– Рили, ты присмотришь за тем новым рибутом? – спросил Михей.
– Конечно, – посмотрел на меня Рили.
– Пообщайтесь минуту, – сказал Михей и скрылся в палатке. Я чуть не выкатила глаза. Как любезно с его стороны – разрешить.
Я повернулась к Рили. Он почти улыбался, но глаза смотрели серьезно.
– Рад, что ты здесь, – тихо сказал он.
Я успела усомниться, рада ли этому сама, и только смотрела на него.
– Ты хорошо проявила себя на охоте, – продолжил он, положа руку мне на плечо и буравя меня взглядом. – Очень хладнокровно и рассудительно.
«Когда не знаешь, что делать, – помалкивай, – вспомнились мне слова Рили, прозвучавшие в первую неделю подготовки. – Хладнокровие и рассудительность спасут тебе жизнь. Паника – убьет».

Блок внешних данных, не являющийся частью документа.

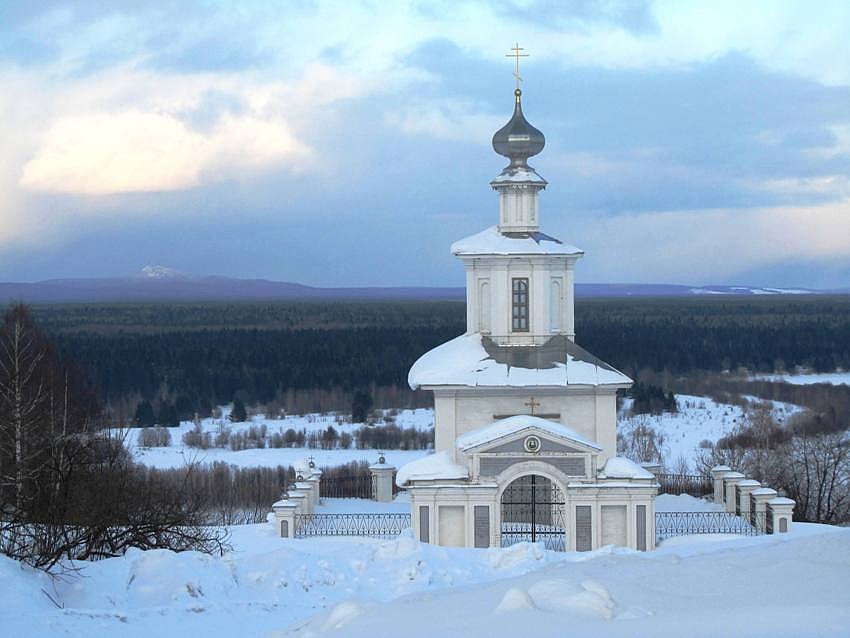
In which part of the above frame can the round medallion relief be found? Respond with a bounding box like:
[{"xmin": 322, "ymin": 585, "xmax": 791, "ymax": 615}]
[{"xmin": 523, "ymin": 435, "xmax": 540, "ymax": 452}]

Я кивнула, ощутив укол гордости. Такое я чувствовала всегда, когда он меня хвалил.
Он сделал шаг назад, серьезный взгляд смягчился.
– И мне теперь ясно, как умыкнуть тебя у КРВЧ. Кто мог подумать, что ты такая размазня?

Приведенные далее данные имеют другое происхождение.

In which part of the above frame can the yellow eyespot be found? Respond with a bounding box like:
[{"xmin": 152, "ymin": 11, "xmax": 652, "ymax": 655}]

Я закатила глаза, и он со смехом зашагал прочь. А я, сделав глубокий вдох, повернулась к палатке, нацепила бесстрастную мину и переступила порог.
Кроме Михея, внутри никого не было; все стены закрывали полки с оружием. Он сидел за длинным столом в центре, я опустилась в кресло напротив. Атмосфера была наэлектризована, и я испытала внезапное желание взяться за пистолет. Отогнав эту мысль, я неловко закашлялась.
Михей сложил на столе руки:
– Ты расстроена.
– Скажем так: озадачена, – прищурилась я.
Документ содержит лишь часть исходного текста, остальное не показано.